Elementary analysis structure (molecular formula C13H8Br2N2):Theoretical value C, 44.35;H,2.29;Br,45.40;N,7.96;Survey
Examination value:C,44.34;H,2.27;Br,45.42;N,7.97.ESI-MS(m/z)(M+):Theoretical value 349.91, measured value is
350.26。
(2) in 250mL there-necked flasks, nitrogen is passed through, 0.04mol intermediate Xs 1,100mlTHF, 0.05mol benzene boron is added
Then acid, 0.0004mol tetrakis triphenylphosphine palladiums, stirring adds 0.06mol K2CO3The aqueous solution (2M), is heated to 80 DEG C, returns
Stream reaction 10 hours, sample point plate, reaction is complete.Natural cooling, is extracted with 200ml dichloromethane, layering, and extract is with anhydrous
Sodium sulphate is dried, filtering, filtrate revolving, is crossed silicagel column purifying, is obtained intermediate Y1, HPLC purity 99.8%, yield 88.2%.
Elementary analysis structure (molecular formula C19H13BrN2):Theoretical value C, 65.35;H,3.75;Br,22.88;N,8.02;Survey
Examination value:C,65.36;H,3.77;Br,22.86;N,8.01.ESI-MS(m/z)(M+):Theoretical value 348.03, measured value is
348.41。
(3) in 500mL there-necked flasks, nitrogen is passed through, 0.05 intermediate Y1 is added and is dissolved in 300mlN, N- dimethyl formyls
In amine (DMF), then by double (pinacol foundation) two boron of 0.06mol, 0.0005mol (1,1 '-bis- (diphenylphosphine) ferrocene) two
Chlorine palladium (II) and 0.125mol potassium acetates are added, and mixture are stirred, by the mixed solution of above-mentioned reactant in reaction temperature
It is heated to reflux at 120-150 DEG C 10 hours;After reaction terminates, cool down and add 200ml water and filter mixture and in vacuum
Dried in baking oven.The residue obtained is crossed into silica gel column separating purification, compound intermediate B5 is obtained;HPLC purity
99.2%, yield 81.2%.
Elementary analysis structure (molecular formula C25H25BN2O2):Theoretical value C, 75.77;H,6.36;B,2.73;N,7.07;O,
8.07;Test value:C,75.76;H,6.35;B,2.75;N,7.08;O,8.06.ESI-MS(m/z)(M+):Theoretical value
396.20, measured value is 396.62.
Intermediate compound IV is prepared with the synthetic method of intermediate B 5, concrete structure is as shown in table 2.
Table 2
Embodiment 3:The synthesis of compound 1:
In 250mL there-necked flasks, nitrogen is passed through, 0.01mol intermediate As 1,150mlDMF, 0.03mol intermediates is added
Then B1,0.0002mol palladium, stirring add 0.02mol K3PO4The aqueous solution, is heated to 150 DEG C, back flow reaction 24 is small
When, sample point plate, reaction is complete.Natural cooling, is extracted with 200ml dichloromethane, and layering, extract is dry with anhydrous sodium sulfate
Dry, filtering, filtrate revolving crosses silicagel column purifying, obtains target product, HPLC purity 99.2%, yield 65.4%.

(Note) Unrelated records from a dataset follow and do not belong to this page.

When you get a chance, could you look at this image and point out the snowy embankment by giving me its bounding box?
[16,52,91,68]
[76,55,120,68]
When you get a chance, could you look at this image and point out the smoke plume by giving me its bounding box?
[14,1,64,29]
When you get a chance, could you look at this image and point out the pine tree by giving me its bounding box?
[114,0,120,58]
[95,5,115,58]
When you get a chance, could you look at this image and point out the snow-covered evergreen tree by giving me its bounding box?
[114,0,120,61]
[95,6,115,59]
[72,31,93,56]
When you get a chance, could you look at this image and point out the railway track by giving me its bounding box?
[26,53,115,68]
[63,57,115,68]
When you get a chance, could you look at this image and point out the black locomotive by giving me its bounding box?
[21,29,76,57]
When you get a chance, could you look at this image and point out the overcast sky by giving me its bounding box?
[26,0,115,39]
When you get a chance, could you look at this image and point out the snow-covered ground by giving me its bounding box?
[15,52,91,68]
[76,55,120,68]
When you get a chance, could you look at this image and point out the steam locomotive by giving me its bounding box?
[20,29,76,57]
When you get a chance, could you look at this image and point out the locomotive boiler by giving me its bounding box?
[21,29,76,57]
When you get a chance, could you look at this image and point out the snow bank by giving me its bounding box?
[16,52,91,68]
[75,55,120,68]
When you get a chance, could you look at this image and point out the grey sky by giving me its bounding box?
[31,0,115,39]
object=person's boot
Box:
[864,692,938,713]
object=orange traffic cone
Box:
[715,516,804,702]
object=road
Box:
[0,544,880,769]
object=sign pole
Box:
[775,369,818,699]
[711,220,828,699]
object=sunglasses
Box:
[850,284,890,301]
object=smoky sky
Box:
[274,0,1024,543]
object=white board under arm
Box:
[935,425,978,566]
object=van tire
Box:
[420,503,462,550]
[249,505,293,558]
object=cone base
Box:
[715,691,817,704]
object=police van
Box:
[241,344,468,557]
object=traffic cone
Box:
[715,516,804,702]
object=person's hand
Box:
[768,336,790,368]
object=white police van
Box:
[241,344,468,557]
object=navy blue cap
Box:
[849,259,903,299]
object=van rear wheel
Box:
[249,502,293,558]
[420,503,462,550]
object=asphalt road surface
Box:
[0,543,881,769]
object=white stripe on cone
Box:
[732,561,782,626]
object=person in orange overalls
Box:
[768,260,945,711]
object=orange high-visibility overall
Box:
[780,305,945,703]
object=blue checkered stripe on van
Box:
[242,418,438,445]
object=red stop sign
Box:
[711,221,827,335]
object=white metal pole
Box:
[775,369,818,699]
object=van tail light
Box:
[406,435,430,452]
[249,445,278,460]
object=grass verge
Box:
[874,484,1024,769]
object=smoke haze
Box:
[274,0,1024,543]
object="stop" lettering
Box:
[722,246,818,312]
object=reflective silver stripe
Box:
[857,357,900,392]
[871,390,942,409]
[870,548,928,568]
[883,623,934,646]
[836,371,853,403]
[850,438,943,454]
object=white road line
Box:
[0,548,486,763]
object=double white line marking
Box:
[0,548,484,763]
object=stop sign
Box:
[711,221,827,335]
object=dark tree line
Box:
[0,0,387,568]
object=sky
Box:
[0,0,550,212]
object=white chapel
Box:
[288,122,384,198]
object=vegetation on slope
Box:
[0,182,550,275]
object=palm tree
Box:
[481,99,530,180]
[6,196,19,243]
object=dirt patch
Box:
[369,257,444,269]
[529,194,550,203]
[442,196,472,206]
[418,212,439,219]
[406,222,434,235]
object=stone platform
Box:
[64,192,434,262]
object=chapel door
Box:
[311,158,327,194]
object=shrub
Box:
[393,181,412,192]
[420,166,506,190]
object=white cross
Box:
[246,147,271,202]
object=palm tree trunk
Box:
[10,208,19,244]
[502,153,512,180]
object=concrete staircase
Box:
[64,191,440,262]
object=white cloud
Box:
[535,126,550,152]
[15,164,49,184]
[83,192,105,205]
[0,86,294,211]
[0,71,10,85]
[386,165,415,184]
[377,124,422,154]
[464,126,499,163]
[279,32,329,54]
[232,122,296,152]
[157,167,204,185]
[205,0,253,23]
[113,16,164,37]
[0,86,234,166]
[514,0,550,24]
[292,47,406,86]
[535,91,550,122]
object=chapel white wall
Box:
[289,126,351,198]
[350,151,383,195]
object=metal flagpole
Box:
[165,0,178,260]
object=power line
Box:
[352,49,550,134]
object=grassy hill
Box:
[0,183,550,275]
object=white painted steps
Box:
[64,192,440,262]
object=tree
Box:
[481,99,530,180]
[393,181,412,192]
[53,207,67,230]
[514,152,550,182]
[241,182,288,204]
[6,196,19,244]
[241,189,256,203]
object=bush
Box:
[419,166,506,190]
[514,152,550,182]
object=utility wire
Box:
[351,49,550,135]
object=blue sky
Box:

Elementary analysis structure (molecular formula C59H40N8):Theoretical value C, 82.30;H,4.68;N,13.01;Test value:C,
82.30;H,4.67;N,13.03.ESI-MS(m/z)(M+):Theoretical value 860.34, measured value is 860.64.
Embodiment 4:The synthesis of compound 2:
In 250mL there-necked flasks, nitrogen is passed through, 0.01mol intermediate As 2,150mlDMF, 0.03mol intermediates is added
Then B1,0.0002mol palladium, stirring add 0.02mol K3PO4The aqueous solution, is heated to 150 DEG C, back flow reaction 24 is small
When, sample point plate, reaction is complete.Natural cooling, is extracted with 200ml dichloromethane, and layering, extract is dry with anhydrous sodium sulfate
Dry, filtering, filtrate revolving crosses silicagel column purifying, obtains target product, HPLC purity 99.3%, yield 75.4%.
Elementary analysis structure (molecular formula C53H36N8):Theoretical value C, 81.10;H,4.62;N,14.28;Test value:C,
81.11;H,4.63;N,14.26.ESI-MS(m/z)(M+):Theoretical value 784.31, measured value is 784.65.
Embodiment 5:The synthesis of compound 8:
The preparation method be the same as Example 4 of compound 8, difference is to replace intermediate B 1 with intermediate B 2.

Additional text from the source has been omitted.